To install Octave, run the following from the terminal:
sudo port install octave-devel +gcc45
And then wait…as there are a lot of things that need being compiled.
I added the gcc45 variant because one of the dependencies, atlas, needs gcc45 to compile. This ensures that both of those are in sync.
Feel free to add other variants if you like, like X11 support or offline documentation. To get a full list, run:
port variants octave-devel
Plotting
When you install Octave via MacPorts, AquaTerm also gets installed. AquaTerm is basically a vector renderer which Octave can use to plot its graphs. I like AquaTerm because the graphs look really smooth and nice, like you would expect on a Mac :)
If you have installed the X11 variant, you can also choose to do the rendering from within X11. The way you control this is through the environment variable, GNUTERM.
Set GNUTERM to x11 when you want to do your graphing in X11 and set GNUTERM to aqua when you want to do your graphing in AquaTerm. You can read more about setting environment variables on StackOverflow.
If you are running Octave and wish to change the GNUTERM there, you can do so with the setenv function, like so.
>> % Create some sample data
>> x = [-4 -2 0 2 4 6 8];
>> y = x .^ 2;
>>
>> % Plot X in X11.
>> setenv("GNUTERM", "x11");
>> plot(x, y);
>>
>> % Plot X in AquaTerm.
>> setenv("GNUTERM", "aqua");
>> plot(x, y);
With this, you can also compare the different rendering apps and discover which one you like more.
Did MacPorts give you a 64-bit executable?

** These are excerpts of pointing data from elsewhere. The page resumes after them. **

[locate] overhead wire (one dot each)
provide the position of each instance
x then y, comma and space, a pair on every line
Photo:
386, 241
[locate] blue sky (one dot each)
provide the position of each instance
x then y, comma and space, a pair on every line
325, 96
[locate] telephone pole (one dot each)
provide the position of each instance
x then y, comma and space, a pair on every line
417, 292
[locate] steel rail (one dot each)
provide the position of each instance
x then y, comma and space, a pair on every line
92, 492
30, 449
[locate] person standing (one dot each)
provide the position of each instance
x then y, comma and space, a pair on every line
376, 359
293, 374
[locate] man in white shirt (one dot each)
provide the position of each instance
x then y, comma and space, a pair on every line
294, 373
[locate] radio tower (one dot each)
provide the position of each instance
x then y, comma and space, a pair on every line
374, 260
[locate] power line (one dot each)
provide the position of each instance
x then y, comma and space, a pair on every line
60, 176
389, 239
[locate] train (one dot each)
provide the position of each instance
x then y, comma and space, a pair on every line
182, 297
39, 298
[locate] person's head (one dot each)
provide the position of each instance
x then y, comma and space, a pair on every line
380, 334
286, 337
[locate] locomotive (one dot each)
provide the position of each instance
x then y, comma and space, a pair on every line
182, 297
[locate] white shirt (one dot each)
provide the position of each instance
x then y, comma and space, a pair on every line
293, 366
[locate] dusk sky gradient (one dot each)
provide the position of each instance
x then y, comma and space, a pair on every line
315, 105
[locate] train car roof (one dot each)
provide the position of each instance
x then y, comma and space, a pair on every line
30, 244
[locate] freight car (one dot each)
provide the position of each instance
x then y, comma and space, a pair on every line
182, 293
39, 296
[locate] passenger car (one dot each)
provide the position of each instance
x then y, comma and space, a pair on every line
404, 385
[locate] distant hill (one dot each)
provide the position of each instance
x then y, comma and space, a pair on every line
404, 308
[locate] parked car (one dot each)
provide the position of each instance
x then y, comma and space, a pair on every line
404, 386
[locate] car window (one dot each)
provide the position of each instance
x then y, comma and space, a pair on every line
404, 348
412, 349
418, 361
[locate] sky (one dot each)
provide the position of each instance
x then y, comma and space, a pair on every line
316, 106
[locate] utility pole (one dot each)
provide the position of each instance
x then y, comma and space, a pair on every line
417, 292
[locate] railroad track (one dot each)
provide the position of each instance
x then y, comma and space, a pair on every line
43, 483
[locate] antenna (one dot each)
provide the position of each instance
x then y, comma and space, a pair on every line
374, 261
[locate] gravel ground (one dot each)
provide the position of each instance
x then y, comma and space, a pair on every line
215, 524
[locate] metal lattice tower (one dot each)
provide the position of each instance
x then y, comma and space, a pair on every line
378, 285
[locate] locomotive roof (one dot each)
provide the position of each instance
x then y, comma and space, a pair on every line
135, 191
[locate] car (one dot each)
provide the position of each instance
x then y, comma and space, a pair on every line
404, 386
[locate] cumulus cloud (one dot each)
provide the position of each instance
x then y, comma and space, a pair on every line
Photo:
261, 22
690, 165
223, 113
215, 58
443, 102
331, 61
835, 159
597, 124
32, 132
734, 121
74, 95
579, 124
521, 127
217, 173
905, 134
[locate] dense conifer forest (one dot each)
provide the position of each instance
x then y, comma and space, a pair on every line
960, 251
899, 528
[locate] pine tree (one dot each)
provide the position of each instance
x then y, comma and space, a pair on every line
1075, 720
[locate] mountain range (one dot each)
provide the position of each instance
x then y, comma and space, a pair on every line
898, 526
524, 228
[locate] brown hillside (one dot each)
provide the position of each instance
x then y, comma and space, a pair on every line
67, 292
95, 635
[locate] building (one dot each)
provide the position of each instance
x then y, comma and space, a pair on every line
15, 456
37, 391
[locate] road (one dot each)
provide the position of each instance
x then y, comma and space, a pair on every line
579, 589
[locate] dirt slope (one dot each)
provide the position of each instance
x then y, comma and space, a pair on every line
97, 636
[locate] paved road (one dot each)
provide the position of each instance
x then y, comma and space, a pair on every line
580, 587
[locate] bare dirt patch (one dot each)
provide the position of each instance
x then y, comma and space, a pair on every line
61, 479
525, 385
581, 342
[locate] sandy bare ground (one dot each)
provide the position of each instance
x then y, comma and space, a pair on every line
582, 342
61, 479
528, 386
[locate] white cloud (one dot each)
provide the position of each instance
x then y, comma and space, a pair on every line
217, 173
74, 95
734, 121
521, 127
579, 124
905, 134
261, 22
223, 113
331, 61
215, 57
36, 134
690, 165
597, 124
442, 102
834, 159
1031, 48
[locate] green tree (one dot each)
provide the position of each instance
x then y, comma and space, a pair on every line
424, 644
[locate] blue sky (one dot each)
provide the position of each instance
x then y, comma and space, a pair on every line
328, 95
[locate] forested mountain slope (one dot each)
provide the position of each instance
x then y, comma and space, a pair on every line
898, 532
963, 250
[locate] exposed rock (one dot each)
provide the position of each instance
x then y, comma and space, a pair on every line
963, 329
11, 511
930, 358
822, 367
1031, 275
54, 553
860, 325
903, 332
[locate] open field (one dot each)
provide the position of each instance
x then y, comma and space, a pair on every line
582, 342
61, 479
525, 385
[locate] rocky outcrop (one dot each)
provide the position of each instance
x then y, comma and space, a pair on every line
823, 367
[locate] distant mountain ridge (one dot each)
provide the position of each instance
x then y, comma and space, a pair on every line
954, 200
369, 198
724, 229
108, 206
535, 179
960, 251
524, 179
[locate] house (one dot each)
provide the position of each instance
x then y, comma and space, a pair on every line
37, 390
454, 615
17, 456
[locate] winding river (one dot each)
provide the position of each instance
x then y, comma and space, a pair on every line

Under Lion 10.7.1, MacPorts gives an executable that reports when run:
Octave was configure for “i386-apple-darwin11.1.0″
disregard! :)
sh-3.2# file /opt/local/bin/octave
/opt/local/bin/octave: Mach-O 64-bit executable x86_64
It appears that the octave-devel package does not install 64-bit versions of its linear algebra dependencies. i.e. We still have 32-bit memory limitations even though we have run a 64-bit executable. e.g.
% Load a 3GB uint8 vector (32-bit limits to 2GB)
octave:1> a = zeros(1024^3*3, 1, ‘uint8′);
error: memory exhausted or requested size too large for range of Octave’s index type — trying to return to prompt
Source: http://www.gnu.org/software/octave/doc/interpreter/Compiling-Octave-with-64_002dbit-Indexing.html
this works perfectly under Lion 10.7.2, thanks for sharing, just what I needed.